Back to July Calendar 

Previous Entry Next Entry→

September 19, 2005

How about exercise #17.8?  In my cogitational peregrinations in attending to the solution of this problem,  I cam across this nifty site at Rutgers: http://www.pegasus.rutgers.edu/~elflord/cpp/list_howto/ wherein you find the commentary:

Iterating over lists

  • Some textbooks decline providing a flexible implementation, offering print as the only means to get at data in the list. This is obviously unacceptable for serious applications.
  • There is an obvious generalisation of this approach that some books use -- instead of offering a print() operation, offer a way to walk a list. The walk function takes a pointer to a function as an argument, and calls that function on succesive nodes. This is an improvement, but it still suffers from inflexibility -- what if we only want to operate on a subset of the list ? What if we want to perform an operation such as add the numbers in a list ?

It seems that this describes Deitel fairly aptly, huh?  I think the Deitel version would suffice for the purpose of writing a parser that still hangs as the egger in the wings, but I am intrigued by this alternate approach, so I'll take a moment to explore.

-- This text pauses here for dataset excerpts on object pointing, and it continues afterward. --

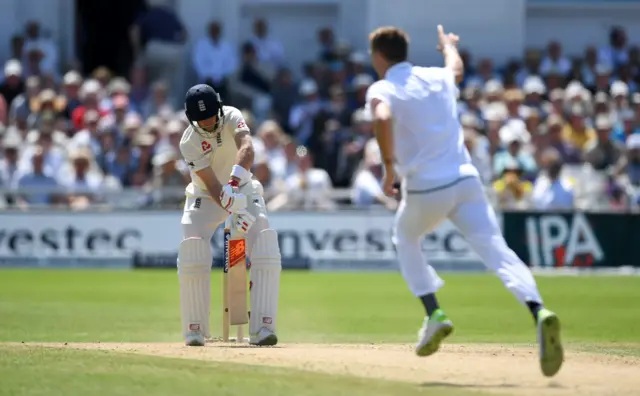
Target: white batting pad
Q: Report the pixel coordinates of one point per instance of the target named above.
(194, 273)
(265, 279)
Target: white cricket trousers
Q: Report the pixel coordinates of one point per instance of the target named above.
(463, 202)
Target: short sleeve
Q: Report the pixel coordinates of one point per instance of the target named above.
(443, 74)
(235, 119)
(379, 90)
(196, 152)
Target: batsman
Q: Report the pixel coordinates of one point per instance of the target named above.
(218, 149)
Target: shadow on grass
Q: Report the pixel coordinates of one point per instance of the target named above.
(436, 384)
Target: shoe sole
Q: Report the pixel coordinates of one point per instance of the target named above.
(433, 345)
(269, 340)
(551, 351)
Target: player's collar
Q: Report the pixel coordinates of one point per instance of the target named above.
(397, 68)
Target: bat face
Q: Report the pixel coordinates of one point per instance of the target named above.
(235, 279)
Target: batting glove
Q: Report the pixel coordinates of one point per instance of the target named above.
(230, 199)
(242, 220)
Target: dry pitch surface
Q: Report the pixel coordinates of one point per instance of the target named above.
(499, 369)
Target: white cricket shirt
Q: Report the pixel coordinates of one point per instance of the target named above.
(429, 141)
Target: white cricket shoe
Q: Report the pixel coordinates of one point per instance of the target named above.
(433, 331)
(194, 338)
(265, 337)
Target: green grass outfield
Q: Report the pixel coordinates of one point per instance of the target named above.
(142, 306)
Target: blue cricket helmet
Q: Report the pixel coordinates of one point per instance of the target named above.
(203, 102)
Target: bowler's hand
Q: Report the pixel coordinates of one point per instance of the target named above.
(388, 182)
(445, 39)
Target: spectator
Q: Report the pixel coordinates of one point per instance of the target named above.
(272, 137)
(37, 188)
(555, 61)
(117, 86)
(71, 83)
(603, 153)
(167, 175)
(327, 42)
(512, 191)
(158, 39)
(514, 153)
(158, 103)
(214, 59)
(576, 131)
(21, 106)
(251, 73)
(284, 94)
(304, 113)
(90, 97)
(269, 50)
(41, 52)
(532, 62)
(484, 74)
(9, 168)
(567, 151)
(551, 191)
(367, 190)
(83, 186)
(13, 85)
(478, 148)
(617, 52)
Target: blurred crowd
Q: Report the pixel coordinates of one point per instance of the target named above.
(546, 132)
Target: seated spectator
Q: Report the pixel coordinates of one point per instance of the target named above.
(83, 186)
(284, 95)
(534, 91)
(603, 153)
(21, 106)
(251, 73)
(89, 136)
(9, 165)
(308, 189)
(513, 99)
(272, 137)
(514, 153)
(122, 163)
(360, 85)
(35, 187)
(158, 38)
(531, 67)
(484, 73)
(555, 60)
(576, 131)
(118, 86)
(159, 102)
(617, 52)
(34, 39)
(551, 191)
(367, 188)
(269, 50)
(513, 192)
(90, 97)
(328, 46)
(478, 148)
(71, 83)
(13, 84)
(304, 113)
(214, 59)
(568, 152)
(167, 175)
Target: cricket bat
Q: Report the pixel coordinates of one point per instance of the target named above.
(234, 279)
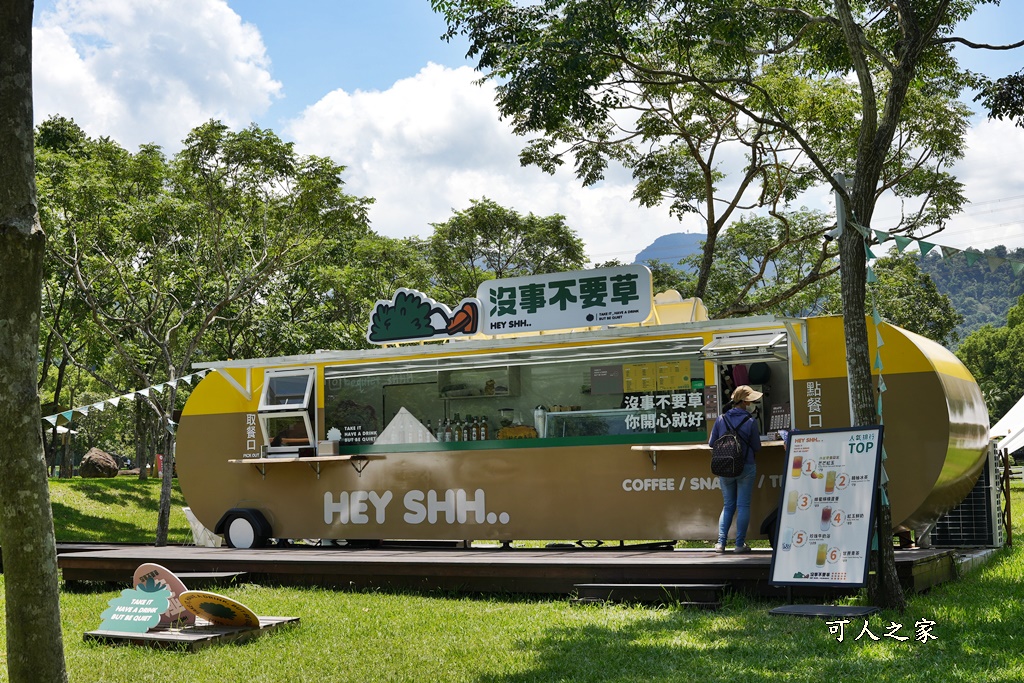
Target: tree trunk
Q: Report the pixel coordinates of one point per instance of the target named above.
(164, 514)
(142, 438)
(35, 645)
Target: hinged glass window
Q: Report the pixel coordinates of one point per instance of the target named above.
(287, 411)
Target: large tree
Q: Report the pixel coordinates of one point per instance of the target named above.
(993, 355)
(759, 57)
(35, 645)
(160, 252)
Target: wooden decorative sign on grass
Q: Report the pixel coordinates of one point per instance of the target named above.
(161, 612)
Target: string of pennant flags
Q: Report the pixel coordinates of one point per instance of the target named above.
(68, 416)
(903, 243)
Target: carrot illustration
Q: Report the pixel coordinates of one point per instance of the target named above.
(464, 321)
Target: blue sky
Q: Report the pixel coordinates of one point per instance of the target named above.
(371, 84)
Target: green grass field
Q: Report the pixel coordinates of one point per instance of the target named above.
(380, 636)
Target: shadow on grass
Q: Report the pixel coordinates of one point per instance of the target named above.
(975, 623)
(73, 524)
(119, 510)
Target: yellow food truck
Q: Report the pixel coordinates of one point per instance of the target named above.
(540, 411)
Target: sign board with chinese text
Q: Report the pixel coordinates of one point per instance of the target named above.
(566, 300)
(825, 518)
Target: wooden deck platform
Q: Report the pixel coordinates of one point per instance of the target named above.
(190, 638)
(551, 570)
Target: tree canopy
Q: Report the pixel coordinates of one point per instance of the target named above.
(787, 66)
(488, 241)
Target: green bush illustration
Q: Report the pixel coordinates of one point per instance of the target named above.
(408, 317)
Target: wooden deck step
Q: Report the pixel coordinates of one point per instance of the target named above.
(207, 579)
(704, 596)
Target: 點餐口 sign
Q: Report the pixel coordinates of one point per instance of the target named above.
(564, 300)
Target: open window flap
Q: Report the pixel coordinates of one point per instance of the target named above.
(747, 346)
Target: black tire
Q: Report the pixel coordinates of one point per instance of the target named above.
(244, 527)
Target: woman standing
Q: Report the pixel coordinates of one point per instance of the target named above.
(737, 491)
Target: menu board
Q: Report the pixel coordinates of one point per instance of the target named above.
(827, 510)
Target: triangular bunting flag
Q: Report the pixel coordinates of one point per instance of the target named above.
(902, 243)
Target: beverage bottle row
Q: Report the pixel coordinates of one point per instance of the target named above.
(457, 429)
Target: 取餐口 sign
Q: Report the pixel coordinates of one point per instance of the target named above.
(565, 300)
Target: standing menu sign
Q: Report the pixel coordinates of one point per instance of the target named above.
(827, 510)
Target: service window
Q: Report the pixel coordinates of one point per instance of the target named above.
(287, 411)
(635, 392)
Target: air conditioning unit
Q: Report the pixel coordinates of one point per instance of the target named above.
(976, 521)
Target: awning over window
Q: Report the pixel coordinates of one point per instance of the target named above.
(747, 346)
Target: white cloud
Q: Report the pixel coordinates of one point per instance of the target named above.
(993, 179)
(432, 142)
(148, 72)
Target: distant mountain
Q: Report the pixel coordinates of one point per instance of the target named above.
(671, 248)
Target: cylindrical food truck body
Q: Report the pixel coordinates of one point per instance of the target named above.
(337, 445)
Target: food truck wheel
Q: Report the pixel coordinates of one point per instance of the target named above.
(244, 527)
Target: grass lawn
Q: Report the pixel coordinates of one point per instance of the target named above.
(380, 636)
(118, 510)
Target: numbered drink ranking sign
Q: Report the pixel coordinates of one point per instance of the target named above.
(827, 510)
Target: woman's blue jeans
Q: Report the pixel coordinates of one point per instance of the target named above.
(736, 494)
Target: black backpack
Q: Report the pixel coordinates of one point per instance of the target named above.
(727, 454)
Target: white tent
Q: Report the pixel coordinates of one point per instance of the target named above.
(1010, 428)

In particular, I was searching for the "swap" operation that I would need to do a bubble sort on a list, to meet the requisites of exercise #17.8, and the Rutgers model claims to have one, so let's see.  The Rutgers site suggest various ways to address the problem:

Accessing list elements

Clearly, the best way to flexibly address the former concern would be to provide a way to address the latter. There are a few ways to access elements in a list:

  • Bad: A list class could have a notion of a current node.
  • Naive (and bad) We could use integer offsets, and treat the list like an array.
  • Pointer Based: We could use node pointers to represent positions in the list.
  • Iterator Based: We could abstract node pointers by using objects known as iterators.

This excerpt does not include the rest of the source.